A busca pelo passado glorioso, mais ou menos explicitamente, tem sido o cavalo de batalha tanto do sector público como o do privado e, muitas das vezes, o passado que se busca são os longínquos anos 1960 que até hoje continuam a ser vistos como o pico da diversidade económica apesar do regime político impor extremas restrições ao progresso da maioria para benefício desigual da minoria.

Como é comum na classe política dirigente em Angola, que desde 1975 tem sido o MPLA quase de forma exclusiva, os planos são caracterizados por extremo optimismo, execução deficiente e inexplicável desprezo pelo poder da formação consequente.
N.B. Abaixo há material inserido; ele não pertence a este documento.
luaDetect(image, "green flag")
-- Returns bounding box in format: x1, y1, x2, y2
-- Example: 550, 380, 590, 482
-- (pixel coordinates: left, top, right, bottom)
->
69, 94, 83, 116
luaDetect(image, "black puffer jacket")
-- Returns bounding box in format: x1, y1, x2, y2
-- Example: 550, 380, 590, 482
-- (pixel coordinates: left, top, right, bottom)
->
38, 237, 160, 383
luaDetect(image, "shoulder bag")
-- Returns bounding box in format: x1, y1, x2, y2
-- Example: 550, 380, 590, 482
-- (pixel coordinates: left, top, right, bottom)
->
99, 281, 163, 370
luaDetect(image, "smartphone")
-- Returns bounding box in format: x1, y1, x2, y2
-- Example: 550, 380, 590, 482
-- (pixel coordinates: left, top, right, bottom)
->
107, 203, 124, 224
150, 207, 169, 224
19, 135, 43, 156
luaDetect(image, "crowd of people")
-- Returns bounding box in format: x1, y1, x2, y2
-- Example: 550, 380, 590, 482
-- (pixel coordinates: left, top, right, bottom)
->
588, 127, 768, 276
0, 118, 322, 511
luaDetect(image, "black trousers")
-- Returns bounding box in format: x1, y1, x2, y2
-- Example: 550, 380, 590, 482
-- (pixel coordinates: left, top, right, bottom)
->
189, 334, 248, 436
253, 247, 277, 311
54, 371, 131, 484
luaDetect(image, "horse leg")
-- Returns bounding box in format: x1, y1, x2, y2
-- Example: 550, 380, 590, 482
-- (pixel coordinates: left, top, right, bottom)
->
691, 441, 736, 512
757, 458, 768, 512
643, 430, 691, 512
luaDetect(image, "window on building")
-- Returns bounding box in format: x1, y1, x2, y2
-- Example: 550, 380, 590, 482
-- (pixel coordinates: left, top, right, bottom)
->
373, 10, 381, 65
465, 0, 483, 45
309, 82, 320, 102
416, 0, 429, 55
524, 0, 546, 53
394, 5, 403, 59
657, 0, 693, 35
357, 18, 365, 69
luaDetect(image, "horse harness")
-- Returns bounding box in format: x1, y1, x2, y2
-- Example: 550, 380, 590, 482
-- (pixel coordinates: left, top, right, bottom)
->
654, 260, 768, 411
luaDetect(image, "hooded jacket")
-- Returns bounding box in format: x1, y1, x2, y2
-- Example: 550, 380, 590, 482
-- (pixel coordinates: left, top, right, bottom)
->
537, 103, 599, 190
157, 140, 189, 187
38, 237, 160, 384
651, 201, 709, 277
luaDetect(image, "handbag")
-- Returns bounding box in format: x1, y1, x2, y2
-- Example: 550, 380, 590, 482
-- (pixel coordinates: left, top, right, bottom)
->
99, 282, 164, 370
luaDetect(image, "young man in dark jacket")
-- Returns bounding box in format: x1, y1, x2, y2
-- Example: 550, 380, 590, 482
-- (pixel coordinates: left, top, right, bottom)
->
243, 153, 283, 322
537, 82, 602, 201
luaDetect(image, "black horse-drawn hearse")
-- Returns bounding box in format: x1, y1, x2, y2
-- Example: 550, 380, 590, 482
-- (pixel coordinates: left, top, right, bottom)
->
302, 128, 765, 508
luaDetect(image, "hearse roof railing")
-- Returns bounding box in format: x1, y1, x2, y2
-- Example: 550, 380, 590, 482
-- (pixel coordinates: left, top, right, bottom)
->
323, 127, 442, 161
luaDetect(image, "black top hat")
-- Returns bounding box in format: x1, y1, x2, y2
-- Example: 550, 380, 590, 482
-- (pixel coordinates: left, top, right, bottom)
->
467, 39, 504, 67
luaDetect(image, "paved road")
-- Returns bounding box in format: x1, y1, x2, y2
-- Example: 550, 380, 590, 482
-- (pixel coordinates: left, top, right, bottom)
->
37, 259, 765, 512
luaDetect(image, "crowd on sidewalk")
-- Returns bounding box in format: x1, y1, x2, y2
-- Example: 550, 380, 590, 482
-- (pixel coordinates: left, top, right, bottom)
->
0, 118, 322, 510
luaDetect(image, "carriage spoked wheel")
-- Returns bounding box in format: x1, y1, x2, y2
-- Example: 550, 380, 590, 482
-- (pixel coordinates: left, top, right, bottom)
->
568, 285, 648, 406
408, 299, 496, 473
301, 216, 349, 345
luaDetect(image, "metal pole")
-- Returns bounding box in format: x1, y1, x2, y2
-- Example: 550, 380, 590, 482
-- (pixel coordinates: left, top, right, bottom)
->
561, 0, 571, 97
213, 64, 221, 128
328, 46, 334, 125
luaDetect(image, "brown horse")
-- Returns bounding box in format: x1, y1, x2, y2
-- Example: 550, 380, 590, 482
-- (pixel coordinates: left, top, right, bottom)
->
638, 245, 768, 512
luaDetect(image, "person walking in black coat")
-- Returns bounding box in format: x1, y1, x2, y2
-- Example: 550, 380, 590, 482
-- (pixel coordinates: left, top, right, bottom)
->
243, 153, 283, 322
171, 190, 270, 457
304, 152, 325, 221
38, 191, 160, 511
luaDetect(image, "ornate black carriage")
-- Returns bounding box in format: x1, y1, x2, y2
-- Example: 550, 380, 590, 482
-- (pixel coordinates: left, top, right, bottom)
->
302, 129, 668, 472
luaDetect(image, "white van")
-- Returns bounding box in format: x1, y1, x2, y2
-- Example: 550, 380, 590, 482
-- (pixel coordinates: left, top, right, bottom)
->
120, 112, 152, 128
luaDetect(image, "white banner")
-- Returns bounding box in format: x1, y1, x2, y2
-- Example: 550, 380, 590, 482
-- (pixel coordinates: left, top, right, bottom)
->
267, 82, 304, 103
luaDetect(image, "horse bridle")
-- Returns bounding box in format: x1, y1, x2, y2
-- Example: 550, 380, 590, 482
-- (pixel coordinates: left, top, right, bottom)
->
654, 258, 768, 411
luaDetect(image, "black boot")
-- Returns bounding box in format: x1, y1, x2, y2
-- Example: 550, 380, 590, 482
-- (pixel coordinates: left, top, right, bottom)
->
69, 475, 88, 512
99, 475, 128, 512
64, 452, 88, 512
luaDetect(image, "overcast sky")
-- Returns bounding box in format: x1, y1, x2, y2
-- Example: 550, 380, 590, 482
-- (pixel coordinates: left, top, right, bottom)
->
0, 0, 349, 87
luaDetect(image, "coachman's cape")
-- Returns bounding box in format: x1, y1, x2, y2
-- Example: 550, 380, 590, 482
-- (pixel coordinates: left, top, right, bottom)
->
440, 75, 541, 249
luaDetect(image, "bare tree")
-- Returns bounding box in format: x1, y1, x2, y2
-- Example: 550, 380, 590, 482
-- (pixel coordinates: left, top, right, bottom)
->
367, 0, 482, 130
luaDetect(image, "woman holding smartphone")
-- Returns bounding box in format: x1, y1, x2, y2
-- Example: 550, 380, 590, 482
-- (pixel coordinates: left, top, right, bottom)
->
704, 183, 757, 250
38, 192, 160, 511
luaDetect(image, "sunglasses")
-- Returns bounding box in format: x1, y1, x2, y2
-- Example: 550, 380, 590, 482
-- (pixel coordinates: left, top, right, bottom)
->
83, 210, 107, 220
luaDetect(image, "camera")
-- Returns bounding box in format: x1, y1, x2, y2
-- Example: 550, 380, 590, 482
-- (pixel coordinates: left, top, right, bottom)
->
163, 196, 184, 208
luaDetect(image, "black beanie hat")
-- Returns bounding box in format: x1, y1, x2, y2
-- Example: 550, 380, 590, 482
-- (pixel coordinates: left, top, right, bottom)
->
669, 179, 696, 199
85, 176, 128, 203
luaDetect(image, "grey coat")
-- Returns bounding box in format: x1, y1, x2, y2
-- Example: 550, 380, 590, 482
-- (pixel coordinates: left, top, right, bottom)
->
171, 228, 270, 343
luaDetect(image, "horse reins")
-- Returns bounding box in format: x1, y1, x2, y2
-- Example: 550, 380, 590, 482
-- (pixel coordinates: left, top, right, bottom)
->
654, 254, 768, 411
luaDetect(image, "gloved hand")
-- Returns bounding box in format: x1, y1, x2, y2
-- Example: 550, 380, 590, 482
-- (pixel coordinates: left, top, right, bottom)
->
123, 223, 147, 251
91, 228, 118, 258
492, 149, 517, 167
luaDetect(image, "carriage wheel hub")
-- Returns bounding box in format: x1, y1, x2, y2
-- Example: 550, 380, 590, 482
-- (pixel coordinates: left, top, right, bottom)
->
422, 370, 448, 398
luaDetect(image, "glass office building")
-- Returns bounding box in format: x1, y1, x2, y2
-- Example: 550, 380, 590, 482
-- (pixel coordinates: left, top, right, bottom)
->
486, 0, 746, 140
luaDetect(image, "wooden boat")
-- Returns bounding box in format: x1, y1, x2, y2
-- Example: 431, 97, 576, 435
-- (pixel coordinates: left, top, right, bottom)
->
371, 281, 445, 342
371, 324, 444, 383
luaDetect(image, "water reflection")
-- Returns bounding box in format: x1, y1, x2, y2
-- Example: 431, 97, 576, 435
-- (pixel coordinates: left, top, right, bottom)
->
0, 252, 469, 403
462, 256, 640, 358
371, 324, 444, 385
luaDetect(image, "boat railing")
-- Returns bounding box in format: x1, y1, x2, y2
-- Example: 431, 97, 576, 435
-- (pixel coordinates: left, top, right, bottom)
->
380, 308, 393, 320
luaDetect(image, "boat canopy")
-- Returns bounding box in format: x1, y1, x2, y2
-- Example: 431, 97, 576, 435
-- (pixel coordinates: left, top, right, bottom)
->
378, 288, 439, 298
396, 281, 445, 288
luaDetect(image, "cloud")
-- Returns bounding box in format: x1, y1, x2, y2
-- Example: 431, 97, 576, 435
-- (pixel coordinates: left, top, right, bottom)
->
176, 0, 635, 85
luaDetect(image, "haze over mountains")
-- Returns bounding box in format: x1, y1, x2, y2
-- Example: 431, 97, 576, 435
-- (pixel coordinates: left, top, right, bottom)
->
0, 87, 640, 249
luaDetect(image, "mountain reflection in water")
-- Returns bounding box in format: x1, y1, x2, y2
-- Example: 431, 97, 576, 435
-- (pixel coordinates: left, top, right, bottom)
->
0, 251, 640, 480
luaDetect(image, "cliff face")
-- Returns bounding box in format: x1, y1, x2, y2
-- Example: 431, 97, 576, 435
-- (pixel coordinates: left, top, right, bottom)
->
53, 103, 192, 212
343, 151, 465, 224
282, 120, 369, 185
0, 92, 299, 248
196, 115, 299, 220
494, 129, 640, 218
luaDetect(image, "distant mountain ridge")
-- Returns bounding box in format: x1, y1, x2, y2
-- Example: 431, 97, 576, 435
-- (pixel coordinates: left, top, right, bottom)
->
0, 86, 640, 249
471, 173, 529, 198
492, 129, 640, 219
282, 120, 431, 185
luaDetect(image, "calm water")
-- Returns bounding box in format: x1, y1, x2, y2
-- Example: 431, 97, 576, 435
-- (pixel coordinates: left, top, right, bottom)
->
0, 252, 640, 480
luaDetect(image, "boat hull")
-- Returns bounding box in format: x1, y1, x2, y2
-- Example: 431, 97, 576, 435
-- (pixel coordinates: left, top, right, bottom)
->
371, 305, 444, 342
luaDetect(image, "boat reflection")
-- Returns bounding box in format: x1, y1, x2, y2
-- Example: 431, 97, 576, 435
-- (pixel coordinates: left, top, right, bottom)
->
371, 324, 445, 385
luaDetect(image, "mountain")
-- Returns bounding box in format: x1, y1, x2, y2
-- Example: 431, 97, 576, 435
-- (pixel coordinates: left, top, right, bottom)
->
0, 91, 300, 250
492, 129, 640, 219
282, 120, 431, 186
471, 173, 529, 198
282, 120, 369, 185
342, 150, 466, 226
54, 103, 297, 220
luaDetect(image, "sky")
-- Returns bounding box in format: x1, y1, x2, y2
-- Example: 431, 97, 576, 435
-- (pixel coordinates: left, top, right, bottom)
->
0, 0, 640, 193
Entre erros e alguns acertos, a economia nacional vai tentando libertar-se da dependência do petróleo virando-se para produção agro-pecuária e indústria mais voltada para substituição de importações e sem grande complexidade e muito pouca inovação, o que na verdade seria um caminho surpreendente se considerarmos que sistematicamente o país tem estado a investir muito abaixo do necessário na formação dos seus quadros.
Em 1975 os angolanos receberam um país com número reduzido de quadros, mas com um conjunto de infra-estruturas bastante decente para construção de um caminho de prosperidade económica caso tivesse sido evitada a guerra fratricida e a escolha de orientação política e económica tivesse sido diferente, designadamente mais inclusiva e menos centralizadora.

O principal empecilho ao progresso económico e social abrangente em Angola continua a ser mais um tema político do que económico. Contudo, há sinais de termos uma classe política mais aberta aos contributos dos “civis” mas continua a ser necessário criar mais espaço para os empreendedores operarem e impõem-se a retracção do Estado na direcção da economia enquanto se assume um papel de principal facilitador para realização da actividade económica privada. O futuro glorioso continua a ser uma possibilidade mas sem grandes mudanças na forma que estamos a construir a nação será impossível.